The chance of seeing a snow-covered Denmark at Christmas is slim, not just this year but for many to come, according to meteorologists.

Why white Christmases are becoming rare in Denmark
Aalborg on December 26th, 2011. Photo: Henning Bagger/Ritzau Scanpix

The Danish Meteorological Institute (DMI) has updated its prognoses for the country’s climate for the rest of this century.

A general temperature increase of 3.5 degrees Celsius is predicted if CO2 emissions remain at current levels.

That will result in fewer sub-zero days during the winter. The current average of 80 days each year with sub-zero temperatures will fall to 30 days, according to senior DMI climate researcher Rasmus Anker Pedersen.

“The probability of snowfall will be reduced, as will the probability that the snow will settle when it falls. So overall, white Christmases will become even more seldom,” Pedersen said.

“When frost disappears it also means that the season in which you can expect to be able to grow crops will be significantly longer. At the moment it’s 8 months, but it could increase to 11 months,” he added.

The warmest summer days will increase from 29 degrees to 33 degrees, according to the DMI long term prognosis. Heat waves will become more commonplace and summer rainfall will be more likely to take the form of thunderstorms.

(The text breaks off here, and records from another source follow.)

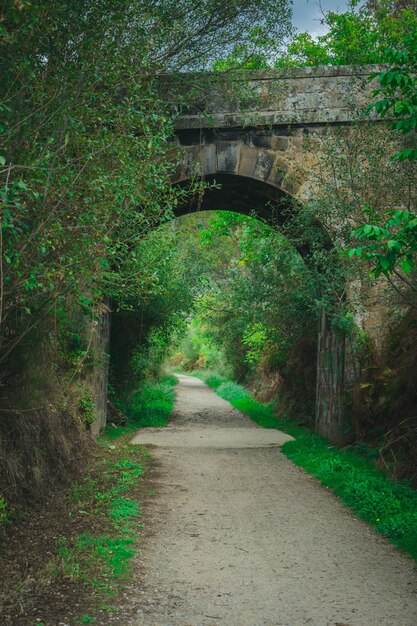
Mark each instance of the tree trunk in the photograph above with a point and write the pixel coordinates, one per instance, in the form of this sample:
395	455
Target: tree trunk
330	382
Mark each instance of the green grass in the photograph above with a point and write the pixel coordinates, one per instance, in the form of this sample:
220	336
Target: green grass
101	556
389	506
152	403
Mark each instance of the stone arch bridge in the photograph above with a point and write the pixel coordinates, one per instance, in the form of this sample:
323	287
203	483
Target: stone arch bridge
252	133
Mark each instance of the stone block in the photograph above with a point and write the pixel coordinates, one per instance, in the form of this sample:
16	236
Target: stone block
278	171
248	157
207	159
264	164
279	143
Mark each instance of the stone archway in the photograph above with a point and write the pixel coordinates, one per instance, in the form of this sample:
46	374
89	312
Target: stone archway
258	196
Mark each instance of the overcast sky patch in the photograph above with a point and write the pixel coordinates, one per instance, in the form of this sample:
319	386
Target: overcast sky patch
308	14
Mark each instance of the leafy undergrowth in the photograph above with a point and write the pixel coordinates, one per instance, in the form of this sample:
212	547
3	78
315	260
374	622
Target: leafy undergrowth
152	403
80	546
389	506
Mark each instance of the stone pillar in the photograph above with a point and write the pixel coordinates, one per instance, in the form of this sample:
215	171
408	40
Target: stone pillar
330	382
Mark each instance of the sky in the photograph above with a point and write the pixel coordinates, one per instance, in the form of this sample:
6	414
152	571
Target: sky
307	14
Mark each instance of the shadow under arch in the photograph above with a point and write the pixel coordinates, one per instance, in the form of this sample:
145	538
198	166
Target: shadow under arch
277	208
256	198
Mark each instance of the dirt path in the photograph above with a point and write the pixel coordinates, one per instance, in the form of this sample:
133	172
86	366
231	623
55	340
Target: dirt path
242	537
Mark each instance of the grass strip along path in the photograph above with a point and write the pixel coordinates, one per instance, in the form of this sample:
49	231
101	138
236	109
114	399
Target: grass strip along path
389	506
81	542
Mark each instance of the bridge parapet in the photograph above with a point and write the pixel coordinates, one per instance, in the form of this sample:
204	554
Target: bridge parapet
294	96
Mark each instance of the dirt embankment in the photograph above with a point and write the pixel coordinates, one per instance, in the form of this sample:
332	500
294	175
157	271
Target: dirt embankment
242	537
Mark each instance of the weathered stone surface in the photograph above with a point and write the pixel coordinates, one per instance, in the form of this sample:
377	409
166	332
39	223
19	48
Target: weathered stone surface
308	95
228	157
264	164
248	158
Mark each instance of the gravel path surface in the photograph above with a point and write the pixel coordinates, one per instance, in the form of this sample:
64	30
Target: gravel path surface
242	537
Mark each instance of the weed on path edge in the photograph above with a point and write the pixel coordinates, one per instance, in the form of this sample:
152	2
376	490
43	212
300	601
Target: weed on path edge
390	507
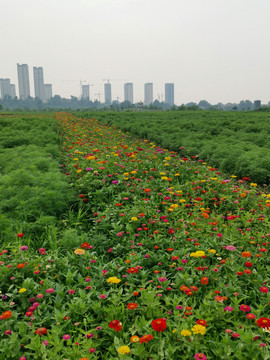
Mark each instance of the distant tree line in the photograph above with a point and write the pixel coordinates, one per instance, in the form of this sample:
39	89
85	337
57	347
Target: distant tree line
74	103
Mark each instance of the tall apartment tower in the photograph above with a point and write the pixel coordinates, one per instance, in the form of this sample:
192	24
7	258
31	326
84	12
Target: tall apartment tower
47	92
108	93
5	89
12	91
39	83
23	80
148	93
169	93
128	92
85	92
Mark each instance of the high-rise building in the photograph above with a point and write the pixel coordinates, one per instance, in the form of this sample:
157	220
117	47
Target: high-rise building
128	92
85	92
47	92
148	93
108	93
23	80
39	83
12	91
5	88
169	93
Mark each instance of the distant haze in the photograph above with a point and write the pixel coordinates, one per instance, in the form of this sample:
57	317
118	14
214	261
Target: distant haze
217	50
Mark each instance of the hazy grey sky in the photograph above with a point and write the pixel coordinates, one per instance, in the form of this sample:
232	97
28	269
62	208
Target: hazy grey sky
218	50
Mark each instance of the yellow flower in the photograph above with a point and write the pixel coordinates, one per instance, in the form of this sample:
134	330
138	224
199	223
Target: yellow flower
185	332
113	280
198	329
22	290
79	251
123	350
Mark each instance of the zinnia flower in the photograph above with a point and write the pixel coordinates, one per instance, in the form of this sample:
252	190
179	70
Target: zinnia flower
113	280
198	329
123	350
159	325
115	325
132	306
79	251
263	323
200	356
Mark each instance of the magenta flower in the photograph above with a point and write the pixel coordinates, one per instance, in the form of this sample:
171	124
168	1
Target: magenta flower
228	308
250	316
200	356
244	308
50	291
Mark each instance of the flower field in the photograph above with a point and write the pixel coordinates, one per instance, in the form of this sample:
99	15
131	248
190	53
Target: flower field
159	257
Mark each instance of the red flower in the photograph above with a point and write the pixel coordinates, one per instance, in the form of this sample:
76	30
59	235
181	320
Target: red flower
201	322
204	280
132	306
115	325
6	315
263	322
159	325
85	246
146	338
41	331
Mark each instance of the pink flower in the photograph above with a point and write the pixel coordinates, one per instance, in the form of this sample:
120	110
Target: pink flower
244	308
200	356
228	308
50	291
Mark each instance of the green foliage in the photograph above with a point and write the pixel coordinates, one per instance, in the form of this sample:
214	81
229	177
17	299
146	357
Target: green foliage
33	190
237	143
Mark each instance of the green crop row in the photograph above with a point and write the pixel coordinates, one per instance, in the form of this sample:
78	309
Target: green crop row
236	143
34	192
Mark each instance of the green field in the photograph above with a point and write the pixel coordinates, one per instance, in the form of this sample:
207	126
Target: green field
235	142
116	248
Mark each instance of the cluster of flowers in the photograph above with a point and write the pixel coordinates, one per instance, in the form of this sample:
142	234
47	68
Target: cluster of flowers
168	239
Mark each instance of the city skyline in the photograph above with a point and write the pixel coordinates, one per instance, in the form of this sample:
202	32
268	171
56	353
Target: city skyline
213	50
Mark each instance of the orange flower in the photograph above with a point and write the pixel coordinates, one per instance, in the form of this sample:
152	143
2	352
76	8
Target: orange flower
134	338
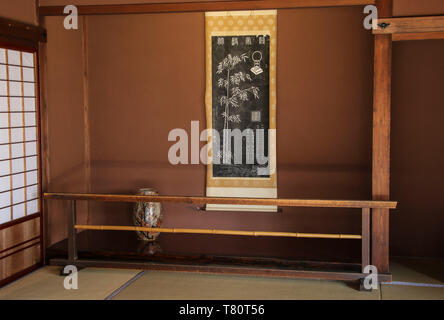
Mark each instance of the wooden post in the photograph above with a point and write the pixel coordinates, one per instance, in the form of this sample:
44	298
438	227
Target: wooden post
72	233
365	234
381	141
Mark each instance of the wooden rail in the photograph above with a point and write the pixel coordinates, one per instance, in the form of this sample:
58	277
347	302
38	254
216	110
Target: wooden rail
222	232
200	6
411	25
364	237
217	200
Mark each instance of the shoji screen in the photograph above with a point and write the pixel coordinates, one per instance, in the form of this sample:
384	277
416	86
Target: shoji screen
19	175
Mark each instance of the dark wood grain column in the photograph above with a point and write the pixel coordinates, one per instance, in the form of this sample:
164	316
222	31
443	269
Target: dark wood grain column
381	141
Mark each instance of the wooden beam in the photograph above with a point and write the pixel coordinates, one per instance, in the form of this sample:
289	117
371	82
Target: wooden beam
72	233
365	245
381	142
19	30
218	200
220	232
200	6
418	36
410	25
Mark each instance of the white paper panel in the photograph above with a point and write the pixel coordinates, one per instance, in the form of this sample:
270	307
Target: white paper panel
30	119
31	163
18	180
4	120
32	192
17	134
13	57
17	150
14	73
16	120
4	152
5	199
3	88
30	134
33	206
5	184
15	89
31	148
5	215
29	104
28	59
18	196
28	74
29	89
5	168
15	104
2	56
4	136
18	211
18	165
31	177
2	72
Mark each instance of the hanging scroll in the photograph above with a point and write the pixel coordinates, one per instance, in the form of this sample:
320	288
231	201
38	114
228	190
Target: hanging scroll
241	106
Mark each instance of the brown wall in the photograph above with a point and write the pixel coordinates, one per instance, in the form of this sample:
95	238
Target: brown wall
417	148
20	10
64	116
146	77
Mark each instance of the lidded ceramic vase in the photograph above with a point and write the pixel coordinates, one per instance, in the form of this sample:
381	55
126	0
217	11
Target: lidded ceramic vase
147	214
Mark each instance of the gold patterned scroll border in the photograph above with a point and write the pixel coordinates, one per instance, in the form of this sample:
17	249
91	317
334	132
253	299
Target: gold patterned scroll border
263	22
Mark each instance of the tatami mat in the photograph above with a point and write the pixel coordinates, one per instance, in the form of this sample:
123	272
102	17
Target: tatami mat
47	284
415	278
175	286
397	292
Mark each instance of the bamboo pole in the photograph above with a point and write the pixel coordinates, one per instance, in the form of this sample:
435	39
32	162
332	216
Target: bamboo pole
222	232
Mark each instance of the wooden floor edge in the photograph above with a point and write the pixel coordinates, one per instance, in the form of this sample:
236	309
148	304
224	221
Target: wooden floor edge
227	270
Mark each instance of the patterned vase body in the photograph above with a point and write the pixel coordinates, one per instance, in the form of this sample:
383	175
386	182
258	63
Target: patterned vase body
147	214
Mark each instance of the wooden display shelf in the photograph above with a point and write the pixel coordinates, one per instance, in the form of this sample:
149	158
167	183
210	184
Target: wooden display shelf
310	203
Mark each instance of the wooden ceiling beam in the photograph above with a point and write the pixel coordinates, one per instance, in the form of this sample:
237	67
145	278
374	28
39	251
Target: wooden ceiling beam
200	6
19	30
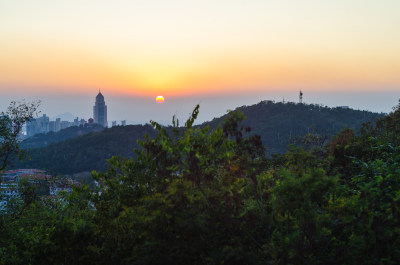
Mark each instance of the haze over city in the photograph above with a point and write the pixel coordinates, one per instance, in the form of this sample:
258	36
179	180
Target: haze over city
221	54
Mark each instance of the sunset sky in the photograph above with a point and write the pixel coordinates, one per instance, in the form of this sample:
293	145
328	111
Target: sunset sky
221	54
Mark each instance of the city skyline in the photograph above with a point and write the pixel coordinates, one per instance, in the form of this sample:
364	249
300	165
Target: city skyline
221	54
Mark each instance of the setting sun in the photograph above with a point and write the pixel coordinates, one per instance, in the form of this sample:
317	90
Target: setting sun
160	99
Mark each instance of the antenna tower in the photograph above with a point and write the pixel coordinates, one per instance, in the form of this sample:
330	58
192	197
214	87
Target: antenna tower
301	97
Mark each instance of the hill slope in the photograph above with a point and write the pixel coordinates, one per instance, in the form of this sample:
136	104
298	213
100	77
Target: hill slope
276	123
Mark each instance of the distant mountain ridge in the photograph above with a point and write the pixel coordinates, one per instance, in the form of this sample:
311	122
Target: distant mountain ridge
276	123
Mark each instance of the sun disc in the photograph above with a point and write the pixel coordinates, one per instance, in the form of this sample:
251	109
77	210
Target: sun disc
160	99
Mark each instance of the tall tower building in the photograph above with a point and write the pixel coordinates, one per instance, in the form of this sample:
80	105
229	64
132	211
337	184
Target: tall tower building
100	111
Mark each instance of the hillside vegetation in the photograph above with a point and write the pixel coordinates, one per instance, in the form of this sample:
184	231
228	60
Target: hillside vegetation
211	196
277	124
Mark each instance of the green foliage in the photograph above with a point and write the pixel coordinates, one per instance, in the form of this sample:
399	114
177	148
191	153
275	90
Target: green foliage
196	195
11	123
276	124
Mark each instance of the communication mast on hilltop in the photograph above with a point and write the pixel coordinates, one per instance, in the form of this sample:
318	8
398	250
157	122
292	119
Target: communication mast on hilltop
301	97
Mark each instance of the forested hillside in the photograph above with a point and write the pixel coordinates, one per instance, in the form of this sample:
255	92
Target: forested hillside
201	196
278	125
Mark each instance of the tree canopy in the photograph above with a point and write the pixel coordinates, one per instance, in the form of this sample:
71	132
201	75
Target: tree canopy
212	196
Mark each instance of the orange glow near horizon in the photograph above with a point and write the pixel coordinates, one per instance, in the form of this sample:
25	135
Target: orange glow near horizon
185	49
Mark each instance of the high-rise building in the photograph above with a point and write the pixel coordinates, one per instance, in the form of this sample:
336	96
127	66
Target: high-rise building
100	111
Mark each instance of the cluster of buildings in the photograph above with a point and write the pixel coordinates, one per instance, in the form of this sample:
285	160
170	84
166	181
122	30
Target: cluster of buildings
44	125
47	186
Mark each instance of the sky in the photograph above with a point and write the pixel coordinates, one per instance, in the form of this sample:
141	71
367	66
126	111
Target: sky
217	53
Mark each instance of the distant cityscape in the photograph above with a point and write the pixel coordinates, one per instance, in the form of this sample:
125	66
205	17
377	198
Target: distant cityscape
45	125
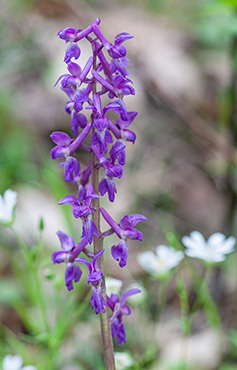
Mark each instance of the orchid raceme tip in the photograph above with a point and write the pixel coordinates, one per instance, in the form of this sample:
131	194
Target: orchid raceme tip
104	139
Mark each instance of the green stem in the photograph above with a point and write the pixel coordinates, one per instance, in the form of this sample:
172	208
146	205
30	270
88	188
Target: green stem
38	293
161	299
205	299
233	128
98	245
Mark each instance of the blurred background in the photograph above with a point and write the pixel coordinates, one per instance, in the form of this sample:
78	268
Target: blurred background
181	172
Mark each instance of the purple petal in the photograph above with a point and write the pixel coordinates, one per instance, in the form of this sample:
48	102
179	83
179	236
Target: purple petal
103	82
118	106
97	255
120	253
72	168
72	272
118	51
118	329
97	301
68	33
59	257
72	51
89	229
128	135
127	294
121	37
116	150
115	170
129	221
67	241
80	211
61	138
133	234
74	69
59	152
69	199
85	262
125	123
111	222
94	277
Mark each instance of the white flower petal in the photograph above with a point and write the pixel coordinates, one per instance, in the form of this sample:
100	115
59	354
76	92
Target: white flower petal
227	246
7	204
12	362
122	360
216	239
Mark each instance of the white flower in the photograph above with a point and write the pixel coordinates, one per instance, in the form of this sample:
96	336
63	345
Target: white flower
212	250
122	360
159	263
7	204
15	362
113	286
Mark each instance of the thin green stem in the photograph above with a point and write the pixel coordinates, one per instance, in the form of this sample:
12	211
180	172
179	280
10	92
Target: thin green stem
98	245
205	299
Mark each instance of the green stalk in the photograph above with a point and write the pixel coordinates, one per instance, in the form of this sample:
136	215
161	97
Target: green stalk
98	245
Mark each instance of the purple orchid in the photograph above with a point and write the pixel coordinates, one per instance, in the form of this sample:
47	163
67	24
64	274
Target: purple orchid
107	184
73	171
125	231
81	207
119	309
101	134
94	279
68	254
65	145
103	73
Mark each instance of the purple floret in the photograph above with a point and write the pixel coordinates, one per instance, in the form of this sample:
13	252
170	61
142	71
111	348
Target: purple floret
119	309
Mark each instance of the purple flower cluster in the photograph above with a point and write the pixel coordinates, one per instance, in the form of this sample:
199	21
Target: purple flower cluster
94	90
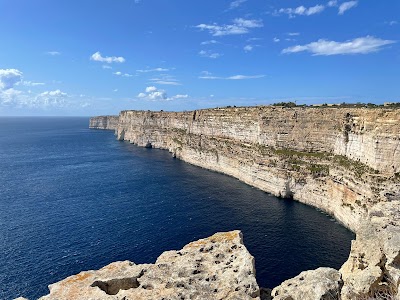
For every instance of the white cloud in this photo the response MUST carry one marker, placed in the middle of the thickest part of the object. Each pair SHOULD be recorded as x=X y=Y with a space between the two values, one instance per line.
x=209 y=42
x=332 y=3
x=241 y=77
x=362 y=45
x=150 y=89
x=248 y=48
x=48 y=99
x=346 y=6
x=301 y=10
x=180 y=96
x=30 y=83
x=122 y=74
x=166 y=82
x=53 y=53
x=10 y=97
x=239 y=26
x=152 y=93
x=9 y=78
x=208 y=75
x=107 y=59
x=153 y=70
x=236 y=4
x=209 y=54
x=165 y=79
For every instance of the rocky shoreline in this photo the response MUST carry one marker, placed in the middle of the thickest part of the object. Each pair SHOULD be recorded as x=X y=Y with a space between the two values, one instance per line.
x=344 y=161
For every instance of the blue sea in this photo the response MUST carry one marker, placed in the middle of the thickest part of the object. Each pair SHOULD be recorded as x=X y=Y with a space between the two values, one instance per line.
x=74 y=199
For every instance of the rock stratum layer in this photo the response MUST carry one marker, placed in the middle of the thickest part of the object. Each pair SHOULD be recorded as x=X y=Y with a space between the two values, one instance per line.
x=344 y=161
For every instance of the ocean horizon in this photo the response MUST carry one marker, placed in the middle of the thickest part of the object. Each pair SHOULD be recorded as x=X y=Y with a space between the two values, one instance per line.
x=75 y=199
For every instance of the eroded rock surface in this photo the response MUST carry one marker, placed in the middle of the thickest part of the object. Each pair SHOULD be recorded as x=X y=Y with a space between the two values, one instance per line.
x=104 y=122
x=218 y=267
x=319 y=284
x=373 y=268
x=344 y=161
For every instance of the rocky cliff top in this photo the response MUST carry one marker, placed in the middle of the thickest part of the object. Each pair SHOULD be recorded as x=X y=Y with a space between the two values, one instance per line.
x=218 y=267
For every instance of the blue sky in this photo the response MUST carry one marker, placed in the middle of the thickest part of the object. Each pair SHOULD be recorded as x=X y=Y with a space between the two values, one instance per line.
x=99 y=57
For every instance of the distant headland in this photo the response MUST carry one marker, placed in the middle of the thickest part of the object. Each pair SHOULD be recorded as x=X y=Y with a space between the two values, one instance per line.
x=344 y=161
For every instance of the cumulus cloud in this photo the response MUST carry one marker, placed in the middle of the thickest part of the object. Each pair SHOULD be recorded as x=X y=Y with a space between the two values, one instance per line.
x=236 y=4
x=332 y=3
x=301 y=10
x=30 y=83
x=153 y=93
x=180 y=96
x=362 y=45
x=46 y=99
x=53 y=53
x=209 y=42
x=165 y=79
x=9 y=78
x=107 y=59
x=346 y=6
x=209 y=54
x=153 y=70
x=208 y=75
x=122 y=74
x=239 y=26
x=10 y=97
x=248 y=48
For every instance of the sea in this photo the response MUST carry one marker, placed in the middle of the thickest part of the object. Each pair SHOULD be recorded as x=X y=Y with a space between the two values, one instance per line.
x=74 y=199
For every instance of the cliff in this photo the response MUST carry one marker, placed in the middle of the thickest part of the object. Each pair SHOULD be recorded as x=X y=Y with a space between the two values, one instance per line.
x=104 y=122
x=344 y=161
x=219 y=267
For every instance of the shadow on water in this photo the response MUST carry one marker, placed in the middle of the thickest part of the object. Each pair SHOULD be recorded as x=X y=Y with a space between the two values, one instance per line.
x=75 y=199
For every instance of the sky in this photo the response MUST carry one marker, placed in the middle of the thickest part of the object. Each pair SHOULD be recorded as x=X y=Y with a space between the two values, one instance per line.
x=88 y=57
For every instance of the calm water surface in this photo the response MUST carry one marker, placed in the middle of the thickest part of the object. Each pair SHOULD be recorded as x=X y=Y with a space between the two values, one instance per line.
x=74 y=199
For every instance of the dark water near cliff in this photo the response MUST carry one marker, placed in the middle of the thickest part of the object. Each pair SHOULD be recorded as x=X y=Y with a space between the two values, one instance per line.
x=73 y=199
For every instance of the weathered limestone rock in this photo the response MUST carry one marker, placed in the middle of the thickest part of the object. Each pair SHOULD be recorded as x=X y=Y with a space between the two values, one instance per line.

“We are looking at a marked increase in heavy rainfall and up to 70 percent more downpours. That could mean that rain will not be taken up by the soil in the same way as if it rains more evenly,” Pedersen said.

Major floods, which currently occur around once every two decades, could become as frequent as biannual occurrences, according to DMI.

The meteorological prognoses can be used as a resource by local authorities that need to account for climate changes in city development plans.

“But it could also be used as a motivation to reduce CO2 admissions,” Pedersen said, noting that several scenarios using different projected CO2 admission levels had been mapped out by the agency.